И спелый виноград её тяжелых грудей и набоковская "лилейность шейки", и углубление чистейшего пупка на маленьком круглом животе, как беглый след от чайной ложки на сливочном пломбире, и, наконец, темнеющее книзу пушистое лоно, хранящее в себе ароматное медоточивое дупло, и у входа шуршащее роение пчёл и пулеметный стрекот стрекозиных крыл. Как от вращения меча херувима, охраняющего подступы к дереву Жизни. «Песня песен», одним словом; точнее  двумя, если без тех всех пряностей восточной поэтической кухни. Блудливые глаза несколько её вульгаризировали, но ей это шло и даже усиливало её магнетизм.

Я, конечно же, сразу забыл обо всём своём жалком плейбойстве и с головой, как фруктовый червь в сочную грушу, ушёл в этот сад наслаждений, где был принят радушно, с весёлым гостеприимством; а позже, по мере ее вхождения во вкус наших эротических забав – даже и с опережающим энтузиазмом.

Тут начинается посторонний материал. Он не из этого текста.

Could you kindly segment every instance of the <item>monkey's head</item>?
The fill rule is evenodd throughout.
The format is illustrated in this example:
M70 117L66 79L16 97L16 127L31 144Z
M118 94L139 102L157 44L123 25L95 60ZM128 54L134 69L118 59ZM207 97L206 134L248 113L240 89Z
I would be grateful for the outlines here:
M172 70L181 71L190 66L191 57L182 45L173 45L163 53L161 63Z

От такой интенсивности любви она вскорости отяжелела низом - вероятно, в силу такой своей гиперчувственности "в ту же ночи и понесла". Но ни беременность, ни роды, ни лактация не сдерживали в ней её буйного эротизма, наоборот, нагнетали. Как будто плотину прорвало и хлынуло. И каждый из этих трёх перечисленных периодов был отмечен особым, специфическим для него, очарованием.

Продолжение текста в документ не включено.